The government’s traditional September spending surge will push these totals higher, as civilian and defense agencies obligate the rest of the fiscal 2020 money appropriated by Congress through contracts for various goods and services. As of early August, federal agencies had obligated $438 billion on contracts and were on pace to exceed the single-year contract spending record of $598 billion set in fiscal 2019. An analysis from Bloomberg Government suggests total contract spending in fiscal 2020 could tally $630 billion between civilian and defense, even without factoring in COVID-19-related spending. There’s still money to spend on contracts, according to analysts from the Pulse of GovCon, who told Nextgov that as of June, 78% of appropriated fiscal 2020 dollars were “still on the table.”
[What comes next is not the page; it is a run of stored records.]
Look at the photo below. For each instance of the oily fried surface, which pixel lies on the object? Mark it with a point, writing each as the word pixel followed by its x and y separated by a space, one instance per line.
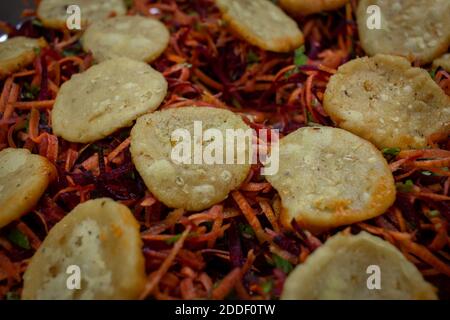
pixel 189 186
pixel 386 101
pixel 337 271
pixel 419 29
pixel 262 24
pixel 53 13
pixel 108 96
pixel 135 37
pixel 102 238
pixel 329 177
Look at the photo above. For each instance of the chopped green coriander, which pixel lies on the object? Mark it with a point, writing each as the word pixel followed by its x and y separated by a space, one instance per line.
pixel 19 239
pixel 300 58
pixel 406 186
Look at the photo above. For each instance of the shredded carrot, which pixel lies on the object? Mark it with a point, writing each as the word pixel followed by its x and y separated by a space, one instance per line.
pixel 153 279
pixel 249 215
pixel 226 285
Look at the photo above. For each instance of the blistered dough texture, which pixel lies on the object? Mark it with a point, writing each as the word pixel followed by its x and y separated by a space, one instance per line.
pixel 135 37
pixel 305 7
pixel 18 52
pixel 419 29
pixel 102 238
pixel 262 24
pixel 386 101
pixel 24 177
pixel 53 13
pixel 189 186
pixel 329 177
pixel 338 271
pixel 106 97
pixel 443 62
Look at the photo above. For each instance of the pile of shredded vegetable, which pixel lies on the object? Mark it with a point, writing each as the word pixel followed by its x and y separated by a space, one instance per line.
pixel 237 249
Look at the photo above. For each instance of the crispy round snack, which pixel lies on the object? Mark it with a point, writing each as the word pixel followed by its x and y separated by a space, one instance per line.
pixel 305 7
pixel 443 62
pixel 24 177
pixel 339 270
pixel 18 52
pixel 419 29
pixel 102 238
pixel 106 97
pixel 53 13
pixel 386 101
pixel 134 37
pixel 187 185
pixel 262 24
pixel 329 177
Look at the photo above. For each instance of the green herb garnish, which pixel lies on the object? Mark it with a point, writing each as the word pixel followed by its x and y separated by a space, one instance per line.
pixel 405 187
pixel 19 239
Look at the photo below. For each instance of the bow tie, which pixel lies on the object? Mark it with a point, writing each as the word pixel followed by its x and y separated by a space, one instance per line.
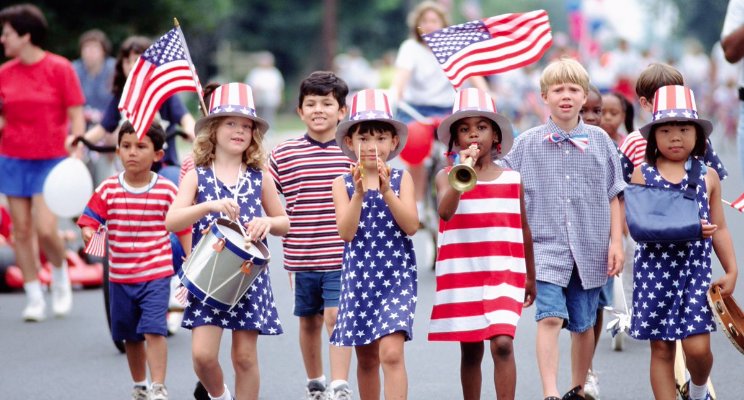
pixel 580 140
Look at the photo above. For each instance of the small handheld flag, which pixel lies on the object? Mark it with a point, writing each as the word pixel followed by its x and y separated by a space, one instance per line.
pixel 97 245
pixel 491 45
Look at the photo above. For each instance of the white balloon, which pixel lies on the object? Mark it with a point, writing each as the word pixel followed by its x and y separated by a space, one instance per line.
pixel 68 188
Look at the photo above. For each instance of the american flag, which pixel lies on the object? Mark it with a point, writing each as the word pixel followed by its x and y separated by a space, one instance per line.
pixel 491 45
pixel 739 203
pixel 163 70
pixel 97 245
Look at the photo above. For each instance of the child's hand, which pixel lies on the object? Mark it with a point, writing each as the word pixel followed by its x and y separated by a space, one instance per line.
pixel 357 176
pixel 470 152
pixel 258 228
pixel 615 259
pixel 727 283
pixel 530 292
pixel 708 229
pixel 383 171
pixel 87 233
pixel 227 207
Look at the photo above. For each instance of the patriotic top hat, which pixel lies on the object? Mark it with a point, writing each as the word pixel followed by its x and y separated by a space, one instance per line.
pixel 370 105
pixel 472 102
pixel 675 103
pixel 233 100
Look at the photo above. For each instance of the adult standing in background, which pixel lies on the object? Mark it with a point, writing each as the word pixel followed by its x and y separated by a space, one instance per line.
pixel 95 69
pixel 268 85
pixel 420 82
pixel 732 41
pixel 41 99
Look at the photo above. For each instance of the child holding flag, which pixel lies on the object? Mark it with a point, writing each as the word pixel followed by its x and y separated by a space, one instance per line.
pixel 131 206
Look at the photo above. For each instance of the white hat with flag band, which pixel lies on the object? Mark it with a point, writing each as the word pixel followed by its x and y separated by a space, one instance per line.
pixel 370 105
pixel 472 102
pixel 233 100
pixel 675 103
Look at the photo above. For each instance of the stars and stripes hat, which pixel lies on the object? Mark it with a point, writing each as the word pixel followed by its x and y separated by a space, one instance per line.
pixel 472 102
pixel 370 105
pixel 675 103
pixel 233 100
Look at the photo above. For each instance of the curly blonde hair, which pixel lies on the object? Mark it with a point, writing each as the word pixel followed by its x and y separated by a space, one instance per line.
pixel 206 139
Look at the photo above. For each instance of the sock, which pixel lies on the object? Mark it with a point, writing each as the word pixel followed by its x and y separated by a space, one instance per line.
pixel 225 395
pixel 320 379
pixel 698 392
pixel 336 383
pixel 33 291
pixel 59 274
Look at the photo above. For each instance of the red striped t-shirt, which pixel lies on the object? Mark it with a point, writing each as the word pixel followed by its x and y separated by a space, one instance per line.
pixel 139 244
pixel 303 170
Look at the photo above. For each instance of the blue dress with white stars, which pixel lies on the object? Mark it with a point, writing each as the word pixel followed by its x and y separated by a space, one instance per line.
pixel 670 280
pixel 379 279
pixel 257 309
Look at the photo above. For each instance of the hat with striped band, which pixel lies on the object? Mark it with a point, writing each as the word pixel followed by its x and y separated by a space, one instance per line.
pixel 233 100
pixel 370 105
pixel 472 102
pixel 675 103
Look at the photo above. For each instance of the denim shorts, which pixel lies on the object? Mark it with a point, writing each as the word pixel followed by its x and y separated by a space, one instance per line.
pixel 575 305
pixel 316 291
pixel 605 295
pixel 24 178
pixel 139 308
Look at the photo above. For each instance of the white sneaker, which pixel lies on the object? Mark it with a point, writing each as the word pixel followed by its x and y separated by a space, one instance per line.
pixel 591 386
pixel 139 393
pixel 618 341
pixel 61 298
pixel 340 393
pixel 158 392
pixel 35 310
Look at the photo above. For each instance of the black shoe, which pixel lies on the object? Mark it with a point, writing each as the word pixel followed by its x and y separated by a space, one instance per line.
pixel 573 394
pixel 200 393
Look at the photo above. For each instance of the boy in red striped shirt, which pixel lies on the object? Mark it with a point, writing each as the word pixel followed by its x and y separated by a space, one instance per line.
pixel 132 205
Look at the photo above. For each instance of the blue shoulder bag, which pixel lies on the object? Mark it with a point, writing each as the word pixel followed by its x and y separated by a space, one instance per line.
pixel 660 215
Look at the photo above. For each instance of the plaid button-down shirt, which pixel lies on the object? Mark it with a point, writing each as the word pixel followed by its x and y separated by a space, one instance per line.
pixel 568 196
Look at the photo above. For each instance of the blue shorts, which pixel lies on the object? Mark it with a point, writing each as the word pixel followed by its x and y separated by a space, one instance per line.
pixel 28 176
pixel 316 291
pixel 605 295
pixel 574 304
pixel 139 308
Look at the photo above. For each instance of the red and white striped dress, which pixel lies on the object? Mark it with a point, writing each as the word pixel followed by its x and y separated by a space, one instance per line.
pixel 480 265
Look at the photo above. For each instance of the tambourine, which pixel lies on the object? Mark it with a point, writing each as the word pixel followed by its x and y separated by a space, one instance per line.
pixel 729 316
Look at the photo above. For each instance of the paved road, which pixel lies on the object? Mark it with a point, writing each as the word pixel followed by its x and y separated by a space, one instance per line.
pixel 74 357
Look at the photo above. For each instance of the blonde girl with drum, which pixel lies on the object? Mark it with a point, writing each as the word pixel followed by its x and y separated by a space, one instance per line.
pixel 229 182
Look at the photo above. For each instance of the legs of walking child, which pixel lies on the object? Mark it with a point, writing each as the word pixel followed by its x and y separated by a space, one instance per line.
pixel 662 369
pixel 245 363
pixel 388 353
pixel 205 346
pixel 548 330
pixel 471 357
pixel 699 361
pixel 504 367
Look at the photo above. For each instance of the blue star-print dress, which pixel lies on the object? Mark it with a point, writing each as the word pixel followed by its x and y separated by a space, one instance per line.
pixel 670 280
pixel 257 309
pixel 379 279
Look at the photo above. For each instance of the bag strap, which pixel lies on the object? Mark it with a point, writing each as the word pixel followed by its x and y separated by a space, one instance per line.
pixel 693 179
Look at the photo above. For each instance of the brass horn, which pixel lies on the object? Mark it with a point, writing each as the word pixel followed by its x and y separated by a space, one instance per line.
pixel 462 177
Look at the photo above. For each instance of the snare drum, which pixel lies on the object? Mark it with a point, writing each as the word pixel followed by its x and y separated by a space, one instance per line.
pixel 729 316
pixel 220 269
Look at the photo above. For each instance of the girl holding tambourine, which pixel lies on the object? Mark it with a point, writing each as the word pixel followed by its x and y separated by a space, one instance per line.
pixel 229 182
pixel 671 278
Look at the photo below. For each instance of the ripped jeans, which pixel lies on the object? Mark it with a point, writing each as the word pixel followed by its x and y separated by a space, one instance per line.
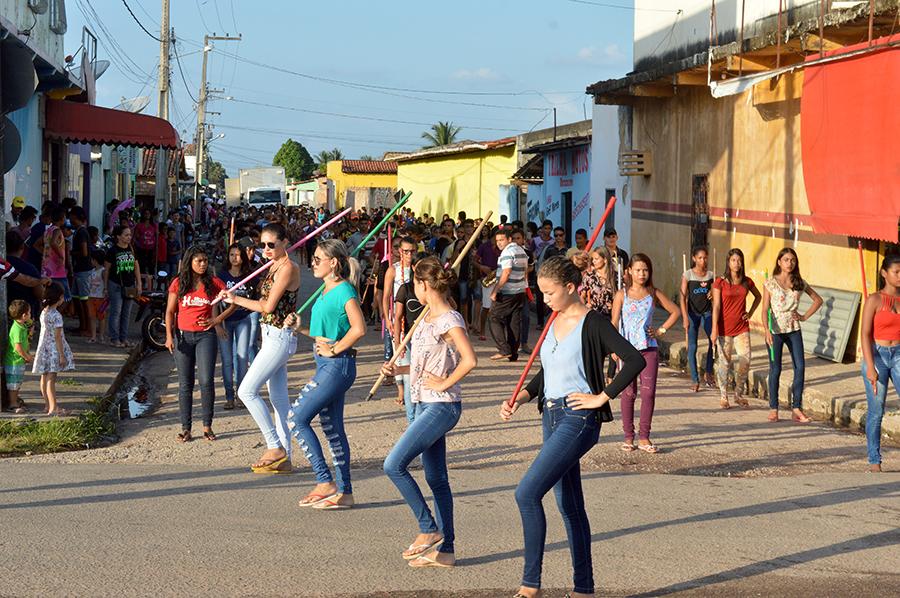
pixel 324 396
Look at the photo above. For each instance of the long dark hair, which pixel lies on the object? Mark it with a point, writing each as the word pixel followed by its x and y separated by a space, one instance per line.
pixel 742 278
pixel 186 275
pixel 797 283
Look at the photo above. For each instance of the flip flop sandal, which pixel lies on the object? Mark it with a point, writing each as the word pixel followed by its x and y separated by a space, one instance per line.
pixel 312 499
pixel 331 504
pixel 420 549
pixel 427 561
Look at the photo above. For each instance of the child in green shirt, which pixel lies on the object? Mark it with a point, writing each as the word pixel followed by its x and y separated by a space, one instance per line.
pixel 17 354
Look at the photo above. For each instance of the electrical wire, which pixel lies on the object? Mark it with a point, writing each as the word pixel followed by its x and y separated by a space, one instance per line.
pixel 136 20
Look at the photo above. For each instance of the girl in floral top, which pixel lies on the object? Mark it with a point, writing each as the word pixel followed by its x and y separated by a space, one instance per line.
pixel 781 294
pixel 441 356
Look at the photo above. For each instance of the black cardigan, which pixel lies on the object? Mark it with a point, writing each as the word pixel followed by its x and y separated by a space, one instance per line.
pixel 599 339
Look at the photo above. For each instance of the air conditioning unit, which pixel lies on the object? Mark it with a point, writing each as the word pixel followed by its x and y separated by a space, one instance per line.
pixel 635 163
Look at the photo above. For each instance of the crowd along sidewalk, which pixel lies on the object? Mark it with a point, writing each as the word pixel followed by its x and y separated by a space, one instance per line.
pixel 99 370
pixel 833 392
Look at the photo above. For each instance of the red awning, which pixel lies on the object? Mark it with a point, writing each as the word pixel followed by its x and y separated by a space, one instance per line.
pixel 83 123
pixel 851 155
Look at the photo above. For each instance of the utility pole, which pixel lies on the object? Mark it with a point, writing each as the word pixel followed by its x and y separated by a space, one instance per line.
pixel 201 118
pixel 162 155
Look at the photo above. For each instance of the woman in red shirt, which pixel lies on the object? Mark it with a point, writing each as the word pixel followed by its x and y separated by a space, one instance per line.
pixel 190 297
pixel 731 327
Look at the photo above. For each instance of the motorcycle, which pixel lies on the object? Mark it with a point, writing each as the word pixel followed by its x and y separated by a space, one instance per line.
pixel 152 308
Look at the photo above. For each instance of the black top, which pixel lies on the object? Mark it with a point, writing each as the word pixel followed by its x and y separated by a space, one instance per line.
pixel 598 340
pixel 81 263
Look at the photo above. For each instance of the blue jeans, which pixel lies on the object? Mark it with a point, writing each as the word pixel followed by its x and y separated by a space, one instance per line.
pixel 695 321
pixel 195 351
pixel 270 368
pixel 568 435
pixel 887 364
pixel 426 436
pixel 235 351
pixel 119 312
pixel 324 396
pixel 254 334
pixel 794 341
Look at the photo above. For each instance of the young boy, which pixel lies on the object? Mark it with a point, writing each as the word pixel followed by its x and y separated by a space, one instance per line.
pixel 97 298
pixel 17 354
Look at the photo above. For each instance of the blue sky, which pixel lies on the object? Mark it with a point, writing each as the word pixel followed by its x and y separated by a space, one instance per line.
pixel 548 49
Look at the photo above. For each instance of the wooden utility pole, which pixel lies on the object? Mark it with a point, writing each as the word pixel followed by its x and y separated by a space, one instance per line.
pixel 201 118
pixel 162 155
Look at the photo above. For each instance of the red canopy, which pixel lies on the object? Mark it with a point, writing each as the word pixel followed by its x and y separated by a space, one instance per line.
pixel 849 122
pixel 83 123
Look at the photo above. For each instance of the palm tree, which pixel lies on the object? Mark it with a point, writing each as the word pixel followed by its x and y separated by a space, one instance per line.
pixel 443 133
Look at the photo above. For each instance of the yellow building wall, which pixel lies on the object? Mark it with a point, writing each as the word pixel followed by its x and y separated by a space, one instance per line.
pixel 749 146
pixel 343 181
pixel 447 184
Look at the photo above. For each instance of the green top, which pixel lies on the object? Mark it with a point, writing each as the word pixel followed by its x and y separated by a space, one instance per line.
pixel 328 317
pixel 18 335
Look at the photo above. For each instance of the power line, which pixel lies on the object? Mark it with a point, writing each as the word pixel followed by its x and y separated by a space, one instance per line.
pixel 358 117
pixel 136 20
pixel 623 6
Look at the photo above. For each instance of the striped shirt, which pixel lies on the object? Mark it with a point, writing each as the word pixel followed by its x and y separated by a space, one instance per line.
pixel 515 259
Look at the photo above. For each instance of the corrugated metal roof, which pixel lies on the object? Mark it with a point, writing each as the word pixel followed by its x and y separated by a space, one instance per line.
pixel 368 167
pixel 456 148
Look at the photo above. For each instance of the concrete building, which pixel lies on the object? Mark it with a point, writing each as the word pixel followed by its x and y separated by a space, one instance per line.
pixel 359 183
pixel 776 128
pixel 470 176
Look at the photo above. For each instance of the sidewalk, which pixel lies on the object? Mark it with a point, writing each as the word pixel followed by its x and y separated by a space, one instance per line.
pixel 98 371
pixel 833 391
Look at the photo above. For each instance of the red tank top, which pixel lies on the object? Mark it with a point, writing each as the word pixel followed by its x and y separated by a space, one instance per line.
pixel 887 321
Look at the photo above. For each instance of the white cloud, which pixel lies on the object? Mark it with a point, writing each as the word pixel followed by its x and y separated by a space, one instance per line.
pixel 483 74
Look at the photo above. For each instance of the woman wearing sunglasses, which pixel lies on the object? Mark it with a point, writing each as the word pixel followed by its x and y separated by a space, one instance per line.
pixel 337 323
pixel 277 299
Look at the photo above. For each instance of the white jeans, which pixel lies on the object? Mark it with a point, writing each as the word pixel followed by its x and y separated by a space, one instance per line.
pixel 270 367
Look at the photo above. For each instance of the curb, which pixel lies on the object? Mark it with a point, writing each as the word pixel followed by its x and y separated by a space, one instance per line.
pixel 842 412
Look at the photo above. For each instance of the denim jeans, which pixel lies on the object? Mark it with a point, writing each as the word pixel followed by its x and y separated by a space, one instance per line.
pixel 794 341
pixel 695 322
pixel 887 364
pixel 195 352
pixel 254 334
pixel 119 312
pixel 324 396
pixel 270 368
pixel 235 352
pixel 568 435
pixel 426 436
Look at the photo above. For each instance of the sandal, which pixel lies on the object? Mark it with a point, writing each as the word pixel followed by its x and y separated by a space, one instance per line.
pixel 312 499
pixel 420 549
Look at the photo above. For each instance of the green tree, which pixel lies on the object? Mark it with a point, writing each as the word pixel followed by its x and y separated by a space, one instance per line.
pixel 215 173
pixel 295 159
pixel 442 133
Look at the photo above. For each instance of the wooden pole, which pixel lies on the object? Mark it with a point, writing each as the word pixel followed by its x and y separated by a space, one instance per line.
pixel 537 346
pixel 406 338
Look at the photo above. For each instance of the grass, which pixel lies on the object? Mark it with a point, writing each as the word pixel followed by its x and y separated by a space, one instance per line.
pixel 84 431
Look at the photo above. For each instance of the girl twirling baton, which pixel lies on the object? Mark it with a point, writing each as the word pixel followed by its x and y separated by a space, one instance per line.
pixel 574 401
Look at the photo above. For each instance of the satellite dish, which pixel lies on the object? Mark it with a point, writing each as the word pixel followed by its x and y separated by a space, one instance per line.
pixel 99 68
pixel 134 104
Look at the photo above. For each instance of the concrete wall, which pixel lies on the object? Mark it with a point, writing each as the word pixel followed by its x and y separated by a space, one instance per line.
pixel 343 181
pixel 468 181
pixel 749 145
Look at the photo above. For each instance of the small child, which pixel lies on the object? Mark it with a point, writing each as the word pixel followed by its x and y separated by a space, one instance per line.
pixel 53 354
pixel 97 303
pixel 17 354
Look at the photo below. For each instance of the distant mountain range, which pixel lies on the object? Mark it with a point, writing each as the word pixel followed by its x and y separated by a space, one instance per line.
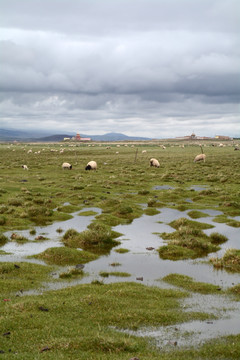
pixel 37 136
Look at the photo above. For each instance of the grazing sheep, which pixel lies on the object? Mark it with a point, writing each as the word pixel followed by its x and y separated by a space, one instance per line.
pixel 92 165
pixel 66 166
pixel 154 162
pixel 200 157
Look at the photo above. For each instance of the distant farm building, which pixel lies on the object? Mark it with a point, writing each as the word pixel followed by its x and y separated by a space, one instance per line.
pixel 79 138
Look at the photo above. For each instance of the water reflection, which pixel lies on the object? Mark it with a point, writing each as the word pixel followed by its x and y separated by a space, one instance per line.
pixel 142 263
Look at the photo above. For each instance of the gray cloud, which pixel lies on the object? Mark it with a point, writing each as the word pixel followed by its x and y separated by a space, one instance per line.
pixel 138 67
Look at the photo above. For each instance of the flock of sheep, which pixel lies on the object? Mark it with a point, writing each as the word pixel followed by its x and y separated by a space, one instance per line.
pixel 92 165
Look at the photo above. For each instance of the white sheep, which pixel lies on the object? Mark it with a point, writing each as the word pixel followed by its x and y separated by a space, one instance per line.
pixel 154 162
pixel 66 166
pixel 91 165
pixel 200 157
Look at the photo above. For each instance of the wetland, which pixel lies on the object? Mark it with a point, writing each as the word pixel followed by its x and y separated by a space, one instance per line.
pixel 121 238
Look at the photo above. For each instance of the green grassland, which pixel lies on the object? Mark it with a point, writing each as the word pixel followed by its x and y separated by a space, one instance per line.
pixel 80 322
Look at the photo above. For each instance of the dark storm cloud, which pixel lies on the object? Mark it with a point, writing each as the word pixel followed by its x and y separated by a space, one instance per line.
pixel 103 65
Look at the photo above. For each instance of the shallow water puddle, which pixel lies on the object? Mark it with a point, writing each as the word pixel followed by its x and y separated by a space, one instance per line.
pixel 144 265
pixel 18 252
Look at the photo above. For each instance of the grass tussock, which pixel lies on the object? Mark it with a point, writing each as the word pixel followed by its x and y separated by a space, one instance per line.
pixel 230 261
pixel 189 241
pixel 98 238
pixel 65 256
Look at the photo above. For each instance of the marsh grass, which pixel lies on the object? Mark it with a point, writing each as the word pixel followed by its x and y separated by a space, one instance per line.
pixel 65 256
pixel 114 273
pixel 230 261
pixel 98 238
pixel 3 239
pixel 71 272
pixel 77 325
pixel 189 241
pixel 80 323
pixel 194 214
pixel 121 250
pixel 15 277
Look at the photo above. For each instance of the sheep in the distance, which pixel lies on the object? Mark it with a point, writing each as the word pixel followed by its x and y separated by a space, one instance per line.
pixel 92 165
pixel 67 166
pixel 154 162
pixel 200 157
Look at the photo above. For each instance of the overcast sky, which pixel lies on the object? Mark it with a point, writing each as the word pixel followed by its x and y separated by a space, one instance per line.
pixel 155 68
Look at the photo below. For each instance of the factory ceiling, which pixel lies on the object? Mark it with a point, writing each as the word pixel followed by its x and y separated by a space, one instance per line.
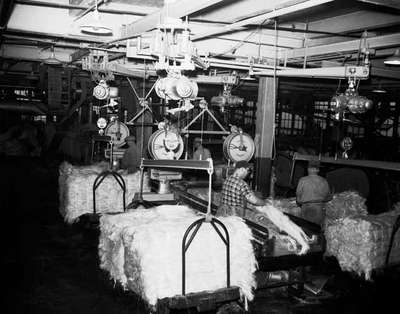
pixel 235 34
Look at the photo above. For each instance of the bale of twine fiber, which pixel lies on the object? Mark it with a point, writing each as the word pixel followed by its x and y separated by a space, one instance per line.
pixel 76 190
pixel 345 204
pixel 142 251
pixel 360 242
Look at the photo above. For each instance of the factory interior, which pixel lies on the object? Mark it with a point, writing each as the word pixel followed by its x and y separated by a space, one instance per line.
pixel 208 156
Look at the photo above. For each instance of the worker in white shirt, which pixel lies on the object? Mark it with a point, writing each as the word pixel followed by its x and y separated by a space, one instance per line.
pixel 200 152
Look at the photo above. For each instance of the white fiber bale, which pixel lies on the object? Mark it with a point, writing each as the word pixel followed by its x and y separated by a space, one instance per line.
pixel 360 242
pixel 142 251
pixel 76 190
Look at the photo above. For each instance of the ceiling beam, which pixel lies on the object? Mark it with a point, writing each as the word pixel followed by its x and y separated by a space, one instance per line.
pixel 177 9
pixel 354 22
pixel 29 53
pixel 385 3
pixel 263 17
pixel 386 73
pixel 341 47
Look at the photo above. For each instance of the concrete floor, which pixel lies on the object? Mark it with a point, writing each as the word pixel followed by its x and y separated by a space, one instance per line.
pixel 49 267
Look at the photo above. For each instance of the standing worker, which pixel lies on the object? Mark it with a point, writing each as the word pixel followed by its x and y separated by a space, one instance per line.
pixel 131 158
pixel 312 193
pixel 200 153
pixel 235 195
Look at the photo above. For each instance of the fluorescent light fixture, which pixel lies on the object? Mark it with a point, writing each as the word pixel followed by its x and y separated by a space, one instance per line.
pixel 379 89
pixel 52 60
pixel 393 59
pixel 95 27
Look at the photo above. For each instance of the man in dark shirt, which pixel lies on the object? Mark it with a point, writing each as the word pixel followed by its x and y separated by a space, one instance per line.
pixel 236 193
pixel 312 193
pixel 131 158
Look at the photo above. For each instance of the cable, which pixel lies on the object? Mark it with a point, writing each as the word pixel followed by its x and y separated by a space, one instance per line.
pixel 144 113
pixel 274 113
pixel 239 44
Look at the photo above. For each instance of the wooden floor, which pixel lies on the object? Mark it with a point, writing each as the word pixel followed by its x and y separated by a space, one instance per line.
pixel 50 267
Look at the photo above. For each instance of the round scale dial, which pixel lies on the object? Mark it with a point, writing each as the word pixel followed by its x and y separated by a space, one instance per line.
pixel 165 145
pixel 118 132
pixel 239 146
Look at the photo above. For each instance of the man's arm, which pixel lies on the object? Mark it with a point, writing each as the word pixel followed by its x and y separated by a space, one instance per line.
pixel 253 199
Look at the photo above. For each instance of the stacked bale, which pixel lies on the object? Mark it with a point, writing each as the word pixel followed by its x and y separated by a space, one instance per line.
pixel 360 242
pixel 142 251
pixel 76 190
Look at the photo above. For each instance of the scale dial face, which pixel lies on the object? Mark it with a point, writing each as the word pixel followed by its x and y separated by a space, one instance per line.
pixel 118 132
pixel 239 146
pixel 165 145
pixel 101 123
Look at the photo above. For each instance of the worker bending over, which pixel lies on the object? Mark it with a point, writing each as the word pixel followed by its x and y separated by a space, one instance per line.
pixel 200 153
pixel 312 193
pixel 131 158
pixel 235 195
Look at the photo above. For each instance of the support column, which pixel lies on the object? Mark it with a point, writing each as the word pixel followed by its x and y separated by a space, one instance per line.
pixel 265 123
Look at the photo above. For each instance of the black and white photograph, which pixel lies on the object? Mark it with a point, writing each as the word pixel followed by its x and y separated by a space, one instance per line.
pixel 200 156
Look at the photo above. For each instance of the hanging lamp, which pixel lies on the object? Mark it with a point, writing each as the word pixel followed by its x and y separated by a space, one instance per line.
pixel 52 60
pixel 393 59
pixel 379 89
pixel 95 27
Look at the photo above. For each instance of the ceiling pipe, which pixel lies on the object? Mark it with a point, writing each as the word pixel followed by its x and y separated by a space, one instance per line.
pixel 75 7
pixel 96 4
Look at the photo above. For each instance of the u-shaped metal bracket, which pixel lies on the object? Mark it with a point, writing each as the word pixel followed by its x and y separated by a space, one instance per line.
pixel 185 245
pixel 100 178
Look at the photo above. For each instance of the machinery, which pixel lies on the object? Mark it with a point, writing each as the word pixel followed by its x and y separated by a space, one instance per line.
pixel 238 146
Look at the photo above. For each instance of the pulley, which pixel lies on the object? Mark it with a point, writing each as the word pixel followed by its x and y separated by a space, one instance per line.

David Berteau, president and CEO of the Professional Services Council, told Nextgov contract spending estimates are difficult to forecast because spending data can lag up to three months for the Defense Department. It has been made more difficult in fiscal 2020 due to money coming from the $2 trillion CARES Act. However, Berteau said it is clear the government is choosing to spend its available contracting dollars on products over services.

“Ships and planes are driving an increase in spending at [the Defense Department], but there’s a lot of uncertainty,” Berteau said.